In December 1402, Timur came into direct conflict with a small European outpost on the Anatolian coast. The fortress and harbour of the city of Smyrna were held by the Knights Hospitaller. Timur besieged Smyrna for a fortnight and captured it. This action caused some consternation in Aragon and Castile.

==Embassy of Ruy González de Clavijo==
In return, King Henry III of Castile sent an embassy to Timur's court in Samarkand on 21 May 1403, led by Ruy González de Clavijo, with two other ambassadors, Alfonso Paez and Gomez de Salazar. On their return in 1406, Timur said that he regarded the king of Spain "as his very own son".

According to Clavijo, Timur's good treatment of the Spanish delegation contrasted with the disdain shown by his host toward the envoys of the "lord of Cathay" (i.e., the Ming dynasty Yongle Emperor). The Chinese ruler, whose title was "lord of the realms of the face of the earth", was called by Timur (to Clavijo's face) a "thief and a bad man", and his ambassadors were seated below the Spaniards.

Clavijo's visit to Samarkand allowed him to report to the European audience on the news from Cathay (China), which few Europeans had been able to visit directly in the century that had passed since the travels of Marco Polo. Clavijo's account reported, even if in a garbled form, on the recent civil war between the descendants of the Hongwu Emperor. The Spanish were able to talk to some of the Chinese visitors, and learned about the caravan routes between Samarkand and Cambalu (Beijing). Besides telling the European readers about the Cathayan capital Cambalu, which he was told was "the largest city in the world", and the mighty armies of that country, Clavijo also—mistakenly—reported that the new emperor of Cathay had converted to Catholicism. Thus his report served as one of the factors supporting the European belief in the widespread presence of Christianity in Cathay, which was to persist until the early 17th century and to be one of the reasons for sending the famed Bento de Góis expedition in 1603.

==Relations after Timur==
Timur died in 1405, and his son Shah Rukh continued to campaign against the Ottomans, creating hope in the Christian West that the invading Ottoman Empire might be diverted away from Europe.

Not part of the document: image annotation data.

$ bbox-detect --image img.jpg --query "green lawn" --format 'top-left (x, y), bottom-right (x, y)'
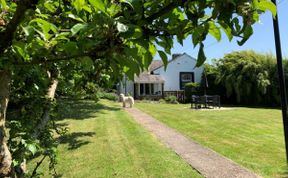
top-left (136, 103), bottom-right (287, 177)
top-left (29, 100), bottom-right (201, 178)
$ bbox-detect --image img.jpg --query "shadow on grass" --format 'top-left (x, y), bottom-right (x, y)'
top-left (58, 132), bottom-right (96, 150)
top-left (58, 99), bottom-right (120, 120)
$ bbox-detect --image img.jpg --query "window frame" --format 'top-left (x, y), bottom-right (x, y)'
top-left (179, 72), bottom-right (195, 90)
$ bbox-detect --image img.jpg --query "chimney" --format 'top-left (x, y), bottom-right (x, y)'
top-left (172, 53), bottom-right (182, 60)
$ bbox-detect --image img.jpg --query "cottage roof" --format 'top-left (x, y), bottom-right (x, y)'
top-left (149, 60), bottom-right (163, 71)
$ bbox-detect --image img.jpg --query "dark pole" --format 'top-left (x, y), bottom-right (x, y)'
top-left (272, 0), bottom-right (288, 162)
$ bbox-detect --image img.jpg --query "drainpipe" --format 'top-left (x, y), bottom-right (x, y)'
top-left (272, 0), bottom-right (288, 162)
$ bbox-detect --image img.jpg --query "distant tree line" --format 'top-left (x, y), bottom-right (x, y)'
top-left (199, 51), bottom-right (288, 106)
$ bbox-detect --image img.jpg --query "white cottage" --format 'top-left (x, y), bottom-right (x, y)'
top-left (119, 53), bottom-right (203, 99)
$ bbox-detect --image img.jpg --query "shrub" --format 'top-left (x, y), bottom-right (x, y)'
top-left (164, 95), bottom-right (178, 104)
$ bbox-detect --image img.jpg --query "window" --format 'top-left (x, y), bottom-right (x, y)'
top-left (180, 72), bottom-right (194, 90)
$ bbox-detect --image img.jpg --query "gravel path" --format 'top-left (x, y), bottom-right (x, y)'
top-left (125, 108), bottom-right (260, 178)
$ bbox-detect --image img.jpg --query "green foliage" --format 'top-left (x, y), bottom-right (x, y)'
top-left (0, 0), bottom-right (276, 176)
top-left (7, 66), bottom-right (64, 177)
top-left (202, 51), bottom-right (279, 105)
top-left (164, 95), bottom-right (178, 104)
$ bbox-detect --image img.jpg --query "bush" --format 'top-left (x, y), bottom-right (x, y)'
top-left (185, 82), bottom-right (200, 102)
top-left (164, 95), bottom-right (178, 104)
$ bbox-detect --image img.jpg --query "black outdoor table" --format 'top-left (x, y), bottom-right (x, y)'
top-left (191, 95), bottom-right (220, 109)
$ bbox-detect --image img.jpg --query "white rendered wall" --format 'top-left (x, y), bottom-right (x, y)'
top-left (154, 54), bottom-right (203, 91)
top-left (119, 78), bottom-right (134, 96)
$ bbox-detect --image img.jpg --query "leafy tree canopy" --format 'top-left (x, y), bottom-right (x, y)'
top-left (0, 0), bottom-right (276, 76)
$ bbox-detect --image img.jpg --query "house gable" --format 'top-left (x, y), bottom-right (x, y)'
top-left (153, 53), bottom-right (203, 91)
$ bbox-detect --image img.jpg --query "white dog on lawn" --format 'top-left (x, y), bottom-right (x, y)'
top-left (120, 93), bottom-right (134, 108)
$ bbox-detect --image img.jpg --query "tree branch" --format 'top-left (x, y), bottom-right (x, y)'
top-left (0, 0), bottom-right (38, 55)
top-left (145, 0), bottom-right (187, 23)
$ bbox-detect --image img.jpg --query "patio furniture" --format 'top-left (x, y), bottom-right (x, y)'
top-left (191, 95), bottom-right (220, 109)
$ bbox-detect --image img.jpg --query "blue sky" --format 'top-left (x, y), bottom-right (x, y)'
top-left (154, 0), bottom-right (288, 62)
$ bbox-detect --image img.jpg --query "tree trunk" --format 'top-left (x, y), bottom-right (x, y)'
top-left (0, 70), bottom-right (12, 177)
top-left (33, 71), bottom-right (58, 138)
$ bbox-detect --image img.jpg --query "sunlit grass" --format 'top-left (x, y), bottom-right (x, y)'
top-left (29, 100), bottom-right (201, 178)
top-left (137, 102), bottom-right (287, 177)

A Bavarian adventurer, Johann Schiltberger, is known to have remained in the service of Timur from 1402 to 1405. Also, numerous Venetian and Genoese traders were active in Sultaniya at that time, since the time of their establishment in Sultaniya under the Il-Khanids.

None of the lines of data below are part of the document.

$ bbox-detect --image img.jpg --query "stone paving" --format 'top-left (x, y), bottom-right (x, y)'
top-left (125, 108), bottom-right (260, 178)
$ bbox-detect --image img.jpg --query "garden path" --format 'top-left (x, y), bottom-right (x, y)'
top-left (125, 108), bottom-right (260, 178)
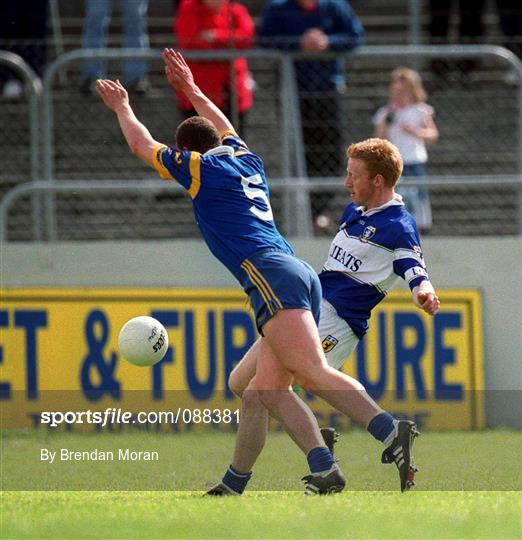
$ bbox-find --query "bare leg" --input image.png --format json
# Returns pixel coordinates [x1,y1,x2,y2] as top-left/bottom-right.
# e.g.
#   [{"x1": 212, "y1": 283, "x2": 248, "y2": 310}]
[
  {"x1": 256, "y1": 332, "x2": 325, "y2": 454},
  {"x1": 232, "y1": 378, "x2": 268, "y2": 473},
  {"x1": 258, "y1": 309, "x2": 382, "y2": 426}
]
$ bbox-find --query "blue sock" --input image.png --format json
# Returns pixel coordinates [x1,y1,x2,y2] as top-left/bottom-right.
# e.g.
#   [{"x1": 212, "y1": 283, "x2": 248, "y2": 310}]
[
  {"x1": 306, "y1": 446, "x2": 335, "y2": 473},
  {"x1": 222, "y1": 465, "x2": 252, "y2": 493},
  {"x1": 367, "y1": 412, "x2": 397, "y2": 444}
]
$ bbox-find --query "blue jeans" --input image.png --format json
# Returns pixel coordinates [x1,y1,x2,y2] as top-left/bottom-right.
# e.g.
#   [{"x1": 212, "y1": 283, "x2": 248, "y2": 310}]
[
  {"x1": 81, "y1": 0, "x2": 149, "y2": 84},
  {"x1": 397, "y1": 163, "x2": 433, "y2": 231}
]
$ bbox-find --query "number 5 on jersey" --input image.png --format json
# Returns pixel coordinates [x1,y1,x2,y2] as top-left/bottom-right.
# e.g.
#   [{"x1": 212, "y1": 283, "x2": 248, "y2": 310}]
[{"x1": 241, "y1": 174, "x2": 274, "y2": 221}]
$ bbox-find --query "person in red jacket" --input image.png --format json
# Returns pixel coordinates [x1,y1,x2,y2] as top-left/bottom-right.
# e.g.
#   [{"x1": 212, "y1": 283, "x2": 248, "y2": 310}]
[{"x1": 174, "y1": 0, "x2": 255, "y2": 134}]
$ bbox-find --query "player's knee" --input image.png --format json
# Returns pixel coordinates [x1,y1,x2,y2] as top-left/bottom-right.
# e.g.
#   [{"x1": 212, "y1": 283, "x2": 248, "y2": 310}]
[
  {"x1": 228, "y1": 369, "x2": 246, "y2": 397},
  {"x1": 295, "y1": 373, "x2": 318, "y2": 392},
  {"x1": 256, "y1": 390, "x2": 289, "y2": 411},
  {"x1": 241, "y1": 388, "x2": 263, "y2": 411}
]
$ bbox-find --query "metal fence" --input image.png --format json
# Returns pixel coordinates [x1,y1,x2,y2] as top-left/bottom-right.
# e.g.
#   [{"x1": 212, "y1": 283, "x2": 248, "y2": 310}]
[{"x1": 0, "y1": 46, "x2": 522, "y2": 240}]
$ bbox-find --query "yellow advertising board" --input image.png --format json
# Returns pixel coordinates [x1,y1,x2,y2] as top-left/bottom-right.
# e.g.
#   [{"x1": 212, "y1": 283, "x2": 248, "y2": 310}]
[{"x1": 0, "y1": 288, "x2": 484, "y2": 429}]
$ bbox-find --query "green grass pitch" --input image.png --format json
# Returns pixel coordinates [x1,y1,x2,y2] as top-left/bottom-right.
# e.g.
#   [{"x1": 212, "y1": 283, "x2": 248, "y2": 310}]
[{"x1": 0, "y1": 430, "x2": 522, "y2": 539}]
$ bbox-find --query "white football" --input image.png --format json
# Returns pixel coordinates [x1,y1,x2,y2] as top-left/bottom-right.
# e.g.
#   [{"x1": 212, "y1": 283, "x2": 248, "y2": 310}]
[{"x1": 118, "y1": 316, "x2": 169, "y2": 366}]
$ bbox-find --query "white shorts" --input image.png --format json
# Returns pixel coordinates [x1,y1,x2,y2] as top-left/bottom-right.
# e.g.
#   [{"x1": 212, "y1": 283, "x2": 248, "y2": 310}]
[{"x1": 319, "y1": 298, "x2": 359, "y2": 369}]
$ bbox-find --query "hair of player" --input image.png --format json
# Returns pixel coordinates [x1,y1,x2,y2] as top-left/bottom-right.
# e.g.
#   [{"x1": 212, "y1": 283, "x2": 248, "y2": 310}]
[
  {"x1": 176, "y1": 116, "x2": 221, "y2": 154},
  {"x1": 390, "y1": 67, "x2": 428, "y2": 103},
  {"x1": 346, "y1": 138, "x2": 403, "y2": 187}
]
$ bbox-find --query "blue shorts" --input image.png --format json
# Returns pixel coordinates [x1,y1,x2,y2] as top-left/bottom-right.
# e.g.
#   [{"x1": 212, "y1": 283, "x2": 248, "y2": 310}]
[{"x1": 239, "y1": 249, "x2": 322, "y2": 335}]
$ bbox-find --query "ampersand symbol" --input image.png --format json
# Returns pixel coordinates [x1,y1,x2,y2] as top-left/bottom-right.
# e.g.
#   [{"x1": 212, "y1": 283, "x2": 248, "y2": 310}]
[{"x1": 81, "y1": 310, "x2": 120, "y2": 401}]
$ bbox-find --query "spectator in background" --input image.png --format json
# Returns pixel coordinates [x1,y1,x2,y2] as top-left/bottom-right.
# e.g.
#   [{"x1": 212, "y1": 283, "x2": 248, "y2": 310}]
[
  {"x1": 373, "y1": 67, "x2": 439, "y2": 232},
  {"x1": 80, "y1": 0, "x2": 150, "y2": 94},
  {"x1": 174, "y1": 0, "x2": 255, "y2": 136},
  {"x1": 260, "y1": 0, "x2": 364, "y2": 228},
  {"x1": 0, "y1": 0, "x2": 48, "y2": 99}
]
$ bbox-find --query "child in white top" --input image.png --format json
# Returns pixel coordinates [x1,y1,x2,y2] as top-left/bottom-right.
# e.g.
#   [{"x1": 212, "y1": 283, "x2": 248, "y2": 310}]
[{"x1": 373, "y1": 67, "x2": 439, "y2": 232}]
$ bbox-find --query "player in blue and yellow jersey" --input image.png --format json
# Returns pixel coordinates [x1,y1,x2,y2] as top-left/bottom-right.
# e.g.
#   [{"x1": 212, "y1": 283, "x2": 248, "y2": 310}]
[
  {"x1": 97, "y1": 49, "x2": 402, "y2": 494},
  {"x1": 207, "y1": 139, "x2": 440, "y2": 494}
]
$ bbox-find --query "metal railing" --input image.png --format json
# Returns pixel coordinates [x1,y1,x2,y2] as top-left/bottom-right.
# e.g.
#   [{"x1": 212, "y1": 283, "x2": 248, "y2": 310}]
[
  {"x1": 0, "y1": 175, "x2": 522, "y2": 242},
  {"x1": 0, "y1": 50, "x2": 42, "y2": 239},
  {"x1": 0, "y1": 45, "x2": 522, "y2": 241}
]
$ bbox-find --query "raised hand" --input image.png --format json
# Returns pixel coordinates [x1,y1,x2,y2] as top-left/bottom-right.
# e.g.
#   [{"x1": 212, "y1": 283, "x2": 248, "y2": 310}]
[
  {"x1": 96, "y1": 79, "x2": 129, "y2": 112},
  {"x1": 163, "y1": 49, "x2": 194, "y2": 92}
]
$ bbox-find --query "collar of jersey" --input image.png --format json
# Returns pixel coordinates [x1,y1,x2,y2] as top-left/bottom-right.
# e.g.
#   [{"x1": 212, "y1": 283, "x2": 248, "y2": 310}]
[
  {"x1": 203, "y1": 144, "x2": 234, "y2": 156},
  {"x1": 357, "y1": 193, "x2": 404, "y2": 216}
]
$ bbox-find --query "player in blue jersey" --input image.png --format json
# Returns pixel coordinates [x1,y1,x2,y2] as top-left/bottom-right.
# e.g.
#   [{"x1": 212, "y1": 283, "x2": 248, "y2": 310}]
[
  {"x1": 96, "y1": 49, "x2": 414, "y2": 493},
  {"x1": 207, "y1": 139, "x2": 440, "y2": 495}
]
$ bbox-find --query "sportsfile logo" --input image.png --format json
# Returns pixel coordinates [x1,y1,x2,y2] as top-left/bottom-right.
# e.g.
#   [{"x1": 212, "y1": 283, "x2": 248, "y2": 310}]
[{"x1": 148, "y1": 326, "x2": 165, "y2": 352}]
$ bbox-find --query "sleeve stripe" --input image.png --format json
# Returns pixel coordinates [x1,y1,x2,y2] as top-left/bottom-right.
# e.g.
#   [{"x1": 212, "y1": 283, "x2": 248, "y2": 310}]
[
  {"x1": 219, "y1": 129, "x2": 237, "y2": 140},
  {"x1": 188, "y1": 152, "x2": 201, "y2": 199},
  {"x1": 152, "y1": 144, "x2": 172, "y2": 180},
  {"x1": 394, "y1": 248, "x2": 424, "y2": 266},
  {"x1": 404, "y1": 266, "x2": 428, "y2": 283}
]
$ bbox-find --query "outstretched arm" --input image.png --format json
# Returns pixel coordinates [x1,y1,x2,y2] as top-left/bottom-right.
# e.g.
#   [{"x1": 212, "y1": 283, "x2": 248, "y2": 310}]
[
  {"x1": 163, "y1": 49, "x2": 234, "y2": 133},
  {"x1": 96, "y1": 79, "x2": 161, "y2": 166},
  {"x1": 411, "y1": 280, "x2": 440, "y2": 315}
]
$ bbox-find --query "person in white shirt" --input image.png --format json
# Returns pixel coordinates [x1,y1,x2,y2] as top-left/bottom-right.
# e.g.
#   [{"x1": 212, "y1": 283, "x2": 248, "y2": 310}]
[{"x1": 373, "y1": 67, "x2": 439, "y2": 232}]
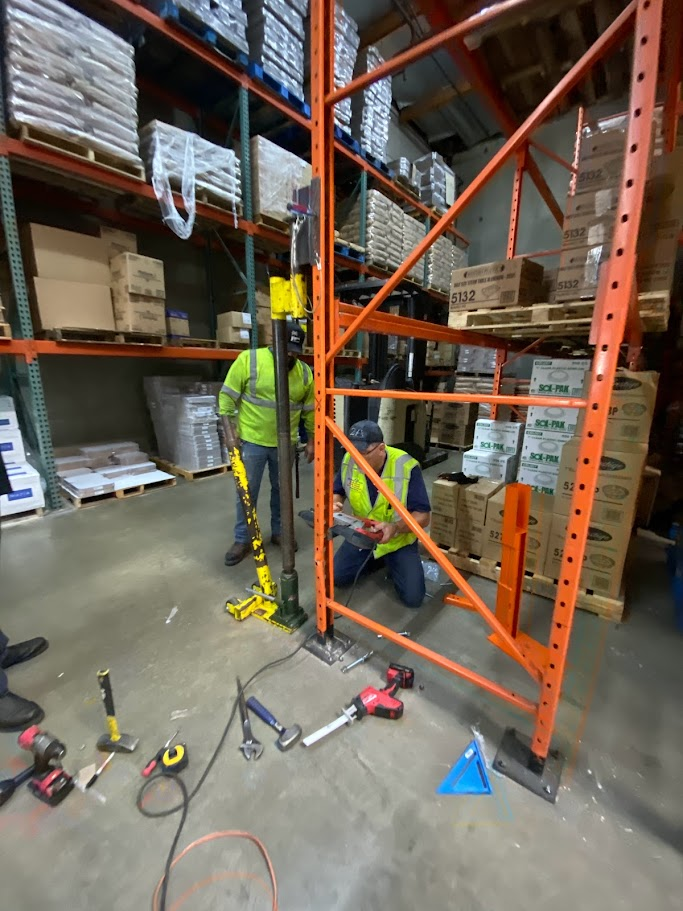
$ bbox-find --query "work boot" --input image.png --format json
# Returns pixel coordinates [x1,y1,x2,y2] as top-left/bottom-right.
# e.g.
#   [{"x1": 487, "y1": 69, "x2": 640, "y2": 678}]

The next contacts between Europe and Persia would be those of the Venetian traveler Niccolo da Conti from 1420 to 1425. Contacts failed to develop much further thereafter, although Spain's desire for rapprochement with the Mongols remained until the time of Christopher Columbus in 1492, whose objective was to reach the Great Khan in China.

The story of Tamerlane has a long legacy associated with Orientalism in Europe, with such publications as Tamburlaine the Great by Christopher Marlowe in 1590 and Handel's opera Tamerlano in 1724.